Cobots rücken immer stärker in den Fokus der Industrie

Eine Besonderheit am Robotermarkt sind die so genannten Cobots – auch kollaborative Roboter genannt, bei denen Nachfrage aus der Industrie ebenfalls zunimmt, wie es weiter heißt. „Der Markt bietet heute eine große Auswahl an Cobots mit höherer Nutzlast und größerer Reichweite. Und um die kollaborativen Industrieroboter herum entwickeln sich Business-Ökosysteme, die nicht nur den Roboter selbst, sondern auch kompatibles Plug-&-Play-Zubehör wie Greifer, Bildverarbeitung, Messsysteme, Software, Industrieelektronik, Zuführsysteme und sogar Online-Applikationsersteller liefern“, merkt Schäfer an.

Weil sich Cobots in der Industrie sehr schnell verbreiten, greift die EMO Hannover das Thema mit der Open Space Cobot Solutions Area in Halle 9 am Stand A54 auf. Die insgesamt neun Aussteller auf dem Gemeinschaftsstand heißen Elite Robots, Fanuc, Hannweber, Ifsys, Kassow Robots, Kuka, Lorch, Robco und Sick, wie man weiter erfährt. Sie wollen beispielsweise ihre Kunden bei der Erschließung neuer Geschäftsfelder unterstützen, indem sie KI-Systeme für mobile Roboter oder Augmented-Reality-Anwendungen zeigen. Wichtig ist auch die einfache und intuitive Programmierung des Roboters bei wechselnden Anforderungen. Zwei Beispiele dazu: Kuka präsentiert einen flexibel einsetzbaren und einfach zu bedienenden Cobot. Davon kann man sich überzeugen, indem auf der Messe ein handführ- und programmierbares Exemplar auf Herz und Nieren geprüft werden kann. Die Roboterprogrammierung und -bedienung will Kuka nämlich so simpel gestalten, dass sie wie mit einem handelsüblichen Smartphone durchführbar werden.

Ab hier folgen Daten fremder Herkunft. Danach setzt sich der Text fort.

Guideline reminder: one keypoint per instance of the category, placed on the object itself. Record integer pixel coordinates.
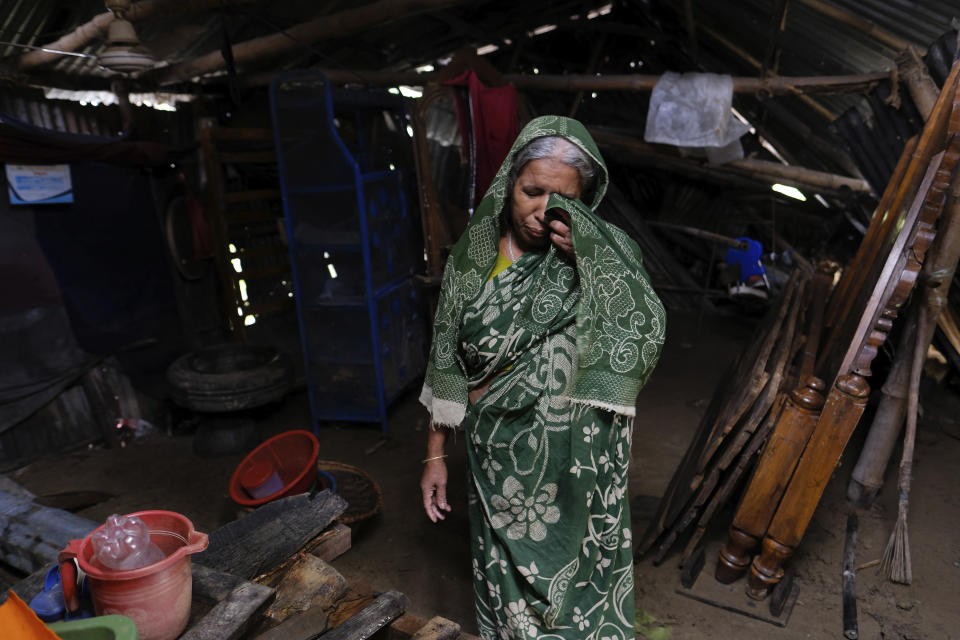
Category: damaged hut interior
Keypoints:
(235, 248)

Eine radikale Roboterstrategie, um Produkte herzustellen

Ähnliches verfolgt auch die Robco GmbH. Denn die Münchener Experten kombinieren einen patentierten modularen Roboter mit einer einfach zu programmierenden Software-Suite und schließlich mit einem sehr flexiblen und vollständig vernetztem Industrieroboter. Das ermöglicht es, radikal zu überdenken, wie Produkte hergestellt werden, heißt es. Die Modularität des Roboters garantiere eine maximale Einsatzflexibilität. Denn ändere sich beispielsweise das Projekt oder der Bedarf, könne der Roboter in Kürze für den neuen Prozess umprogrammiert werden. Gepaart mit der Konnektivität eines Roboter-Kits, könnten frühzeitig der Verschleiß oder andere aufkeimende Probleme am Roboter remote überprüft und entschärft werden. Zusätzlich zur Präsentation auf dem Gemeinschaftsstand können die Aussteller ihre Highlights auch auf dem Innovation Forum in Halle 9 am Stand G32 vorstellen.